2) The voters' trust as shown in voter polls.
3) He's the anti-Taft
The Bad:
1) Financing for the primary and general elections
2) Mayor Michale Coleman as the Democratic opposition
3) New Voting Machines
Analysis of the Bad:
# 3 - Recently Blackwell demonstrated just how adroit he is as a politician: he negotiated a contract with an elections' vendor that provides a voter-verfied paper trail at a lower cost than previous mahines which lacked a printer. I was one of those who shouted long and hard that all of Ohio was trying to hinder him from fixing the machines, even with his Secretary's directive that each county must use the HAVA 2002 money to install less-modern optical scanners.

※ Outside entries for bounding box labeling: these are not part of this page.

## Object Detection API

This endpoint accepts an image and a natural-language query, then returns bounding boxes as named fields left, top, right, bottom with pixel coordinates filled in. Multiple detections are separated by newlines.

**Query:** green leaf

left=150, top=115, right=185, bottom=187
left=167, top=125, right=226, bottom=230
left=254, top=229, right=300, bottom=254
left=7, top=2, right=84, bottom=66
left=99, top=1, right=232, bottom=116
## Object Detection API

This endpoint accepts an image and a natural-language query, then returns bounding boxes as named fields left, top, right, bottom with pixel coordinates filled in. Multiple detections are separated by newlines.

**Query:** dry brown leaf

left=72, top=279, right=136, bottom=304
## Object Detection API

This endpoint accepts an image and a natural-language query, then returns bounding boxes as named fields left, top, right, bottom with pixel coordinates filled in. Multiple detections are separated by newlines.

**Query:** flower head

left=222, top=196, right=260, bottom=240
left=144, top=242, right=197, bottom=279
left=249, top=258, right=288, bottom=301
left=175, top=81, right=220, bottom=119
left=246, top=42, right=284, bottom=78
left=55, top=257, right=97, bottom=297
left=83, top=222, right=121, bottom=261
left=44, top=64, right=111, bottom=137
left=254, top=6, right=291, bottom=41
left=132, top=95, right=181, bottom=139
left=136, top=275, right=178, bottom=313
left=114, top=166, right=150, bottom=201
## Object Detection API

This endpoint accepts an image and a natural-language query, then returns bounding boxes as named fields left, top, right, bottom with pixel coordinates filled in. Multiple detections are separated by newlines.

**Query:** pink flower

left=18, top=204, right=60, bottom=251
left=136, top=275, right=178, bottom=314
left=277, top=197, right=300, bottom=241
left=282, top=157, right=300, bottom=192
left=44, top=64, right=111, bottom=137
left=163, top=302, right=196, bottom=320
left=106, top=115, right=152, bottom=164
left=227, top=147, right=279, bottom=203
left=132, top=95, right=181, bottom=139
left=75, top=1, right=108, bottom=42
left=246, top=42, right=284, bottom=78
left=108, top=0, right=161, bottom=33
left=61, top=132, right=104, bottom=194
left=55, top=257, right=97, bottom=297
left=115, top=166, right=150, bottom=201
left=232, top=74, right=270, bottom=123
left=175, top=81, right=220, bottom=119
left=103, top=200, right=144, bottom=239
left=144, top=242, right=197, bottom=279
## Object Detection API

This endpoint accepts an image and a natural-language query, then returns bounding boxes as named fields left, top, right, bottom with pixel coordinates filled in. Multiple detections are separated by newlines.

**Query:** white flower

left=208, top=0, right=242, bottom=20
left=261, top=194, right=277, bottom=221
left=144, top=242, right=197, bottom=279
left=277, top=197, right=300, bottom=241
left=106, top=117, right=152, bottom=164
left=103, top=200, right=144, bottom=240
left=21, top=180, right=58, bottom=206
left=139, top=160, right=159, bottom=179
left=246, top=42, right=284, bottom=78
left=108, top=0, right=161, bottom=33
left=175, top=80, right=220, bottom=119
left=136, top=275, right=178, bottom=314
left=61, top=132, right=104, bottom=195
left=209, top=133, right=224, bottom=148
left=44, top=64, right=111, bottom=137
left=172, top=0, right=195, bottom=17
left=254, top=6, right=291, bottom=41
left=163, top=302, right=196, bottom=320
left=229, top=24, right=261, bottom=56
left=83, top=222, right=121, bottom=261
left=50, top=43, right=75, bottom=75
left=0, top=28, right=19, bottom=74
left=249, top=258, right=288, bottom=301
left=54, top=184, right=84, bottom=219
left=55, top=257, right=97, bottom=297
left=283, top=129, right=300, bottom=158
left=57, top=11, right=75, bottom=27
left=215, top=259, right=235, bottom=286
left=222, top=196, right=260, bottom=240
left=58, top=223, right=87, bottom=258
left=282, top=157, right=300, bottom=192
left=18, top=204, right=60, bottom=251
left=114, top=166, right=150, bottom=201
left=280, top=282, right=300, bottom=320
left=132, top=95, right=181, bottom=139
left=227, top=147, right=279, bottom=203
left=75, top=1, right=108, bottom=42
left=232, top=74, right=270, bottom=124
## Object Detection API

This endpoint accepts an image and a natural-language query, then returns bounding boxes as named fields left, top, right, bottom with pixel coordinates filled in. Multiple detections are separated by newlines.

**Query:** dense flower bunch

My hypothesis was newer voting machines would cost way too much and Blackwell was the Lone Ranger trying to save Ohio. Suddenly he fixes the problem the way his critics wanted him to, and leaves people like me holding the bag with egg on my face.
#2 - Mayor Coleman has done himself in by having his own1988 Dukakais-Bernard Shaw moment. Coleman gave the appearance of condoning the rape of Columbus High School student. He unfeelingly called it a problem for the law. More at www.ohioforblackwell.com/blog.
#1 - Secretary Blackwell has some work ahead of him as evidenced by a recent fudnraiser involving big name conservatives that managed to raise a mere $35,000. Jim Petro has millions. Blackwell needs to kick it in gear. 2005 is for fundraising and 2006 is the race.